The University of Bremen is a mid-sized university with a broad array of disciplines that has been approved as one of eleven Excellence Universities in 2012 by the German government. Its research profile is shaped to a great extent by marine and climate research, production and manufacturing technology, robotics and social science. UNIHB cooperates strongly with non-university institutes belonging to renowned research societies (Max-Planck, Helmholtz, Fraunhofer, and Leibniz). The Center for Computing and Communication Technologies (TZI) founded in 1985 is part of the University of Bremen and dedicated to application oriented research and development in computer science. Furthermore, computer science is a particulary prominent part of two collaborative research centers in the areas of logistics and spatial cognition.

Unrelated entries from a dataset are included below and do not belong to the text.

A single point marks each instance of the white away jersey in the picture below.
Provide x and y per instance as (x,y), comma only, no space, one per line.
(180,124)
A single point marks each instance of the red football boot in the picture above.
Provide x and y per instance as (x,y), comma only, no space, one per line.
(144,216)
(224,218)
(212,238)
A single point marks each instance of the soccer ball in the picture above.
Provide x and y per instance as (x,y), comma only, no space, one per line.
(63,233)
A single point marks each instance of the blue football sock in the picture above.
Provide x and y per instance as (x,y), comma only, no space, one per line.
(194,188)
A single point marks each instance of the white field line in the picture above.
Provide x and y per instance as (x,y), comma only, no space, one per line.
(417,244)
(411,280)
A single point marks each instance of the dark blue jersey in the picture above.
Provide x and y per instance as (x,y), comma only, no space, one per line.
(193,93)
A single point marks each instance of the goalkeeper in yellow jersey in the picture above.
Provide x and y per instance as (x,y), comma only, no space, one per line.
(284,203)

The Institute of Artificial Intelligence (IAI) is member of the TZI and is headed by Michael Beetz. The IAI proceeds previous work of the Intelligent Autonomous Systems (IAS) group at the Department of Informatics at the Technische Universität München, Germany which started already in 2006. The Institute of Artificial Intelligence has a focus on three key research areas. The Intelligent Autonomous Systems group investigates AI-based control methods for robotic agents and has a focus on human-scale everyday manipulation tasks. The second key research area addresses intelligent robotic agents in production and/or logistics scenarios. The third research area has a focus on Wearable Intelligence thereby developing ambient and persuasive systems that assists humans at home, at work, and during everyday acitivities.

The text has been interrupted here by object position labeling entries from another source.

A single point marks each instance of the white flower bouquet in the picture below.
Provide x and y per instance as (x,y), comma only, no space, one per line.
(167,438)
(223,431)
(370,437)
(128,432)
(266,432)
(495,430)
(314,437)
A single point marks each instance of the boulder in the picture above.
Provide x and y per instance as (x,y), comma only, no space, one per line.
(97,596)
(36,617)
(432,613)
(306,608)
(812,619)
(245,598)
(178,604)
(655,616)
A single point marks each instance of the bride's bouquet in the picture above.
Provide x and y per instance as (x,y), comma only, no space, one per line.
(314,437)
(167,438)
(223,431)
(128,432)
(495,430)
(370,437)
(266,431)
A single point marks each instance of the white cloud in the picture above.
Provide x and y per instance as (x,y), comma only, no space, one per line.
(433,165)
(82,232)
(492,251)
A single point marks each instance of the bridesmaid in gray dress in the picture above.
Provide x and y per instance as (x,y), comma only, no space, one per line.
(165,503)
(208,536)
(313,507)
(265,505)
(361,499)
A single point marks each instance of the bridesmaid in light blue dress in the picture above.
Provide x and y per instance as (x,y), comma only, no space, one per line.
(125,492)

The Intelligent Autonomous Systems group employs about 20 doctoral students in the areas of of perception, interpretation, and analysis of intentional activities and plan-based and action aware control of robotic agents. It is one of the core research groups in the German cluster of excellence Cognition for Technical Systems (Cognition for Technical Systems), where it is responsible for one of the demonstrators, the Assistive Kitchen. The IAI is in close contact and exchanges researchers with leading research groups all over the world (Willow Garage, Bosch RTC, CMU, Intel Research Pittsburgh, Georgia Tech, University of Tokyo, LAAS-CNRS, etc.).

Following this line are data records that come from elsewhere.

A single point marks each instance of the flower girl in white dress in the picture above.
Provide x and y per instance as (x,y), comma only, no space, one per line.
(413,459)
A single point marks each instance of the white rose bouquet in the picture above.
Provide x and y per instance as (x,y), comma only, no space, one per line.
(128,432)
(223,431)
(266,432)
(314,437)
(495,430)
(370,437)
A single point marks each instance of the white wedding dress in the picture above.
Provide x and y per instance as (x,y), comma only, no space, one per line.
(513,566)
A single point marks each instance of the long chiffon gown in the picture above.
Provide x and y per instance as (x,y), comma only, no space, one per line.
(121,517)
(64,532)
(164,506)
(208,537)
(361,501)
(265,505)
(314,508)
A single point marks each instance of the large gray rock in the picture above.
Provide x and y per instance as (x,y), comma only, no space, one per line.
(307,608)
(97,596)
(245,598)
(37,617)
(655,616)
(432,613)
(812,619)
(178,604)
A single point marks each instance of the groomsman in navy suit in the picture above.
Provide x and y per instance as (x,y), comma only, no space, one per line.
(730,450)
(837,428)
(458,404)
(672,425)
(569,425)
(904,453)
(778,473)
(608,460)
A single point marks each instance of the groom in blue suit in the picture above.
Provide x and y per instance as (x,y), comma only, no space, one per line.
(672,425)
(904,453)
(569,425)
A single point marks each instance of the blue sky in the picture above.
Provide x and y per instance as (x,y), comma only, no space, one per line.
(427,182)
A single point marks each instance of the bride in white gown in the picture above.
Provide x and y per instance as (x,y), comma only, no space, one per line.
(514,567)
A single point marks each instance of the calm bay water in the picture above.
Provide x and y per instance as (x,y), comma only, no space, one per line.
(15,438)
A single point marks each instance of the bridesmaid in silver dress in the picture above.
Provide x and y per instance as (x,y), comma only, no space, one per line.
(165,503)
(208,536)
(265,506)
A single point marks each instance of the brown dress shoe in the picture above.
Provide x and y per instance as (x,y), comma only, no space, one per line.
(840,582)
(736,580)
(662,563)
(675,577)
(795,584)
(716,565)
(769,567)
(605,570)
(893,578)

The research focus of IAS is cognition-enabled mobile manipulation with a particular emphasis on bridging the gap between AI and robotics control in the context of integrated robot systems. To this end, the focus of IAS research is on knowledge-enabled robot perception, knowledge representation and reasoning for robots, Bayesian cognitive robotics, and plan-based control of robotic agents and the tight integration of these component technologies. IAS has a proven record of successfully demonstrating their research results in the context of complete robotic systems, including autonomous robot soccer and most recently robot roommates making pancakes.
Most research results of the IAS group are provided as open-source software primarily in the ROS software library. For their research activities and the dissemination of these activities as open-source software the group has won an iCub and a PR2 robot. The software contributed to the PR2 beta program (CRAM - Cognitive Robot Abstract Machine) will also form the basis for the integration of symbolic and subsymbolic system components in the RoboHow project. The IAS group also spends considerable efforts on community building for cognition-enabled robot manipulation, organizing various workshops, international Dagstuhl seminars, summer schools and editing special journal editions on the field.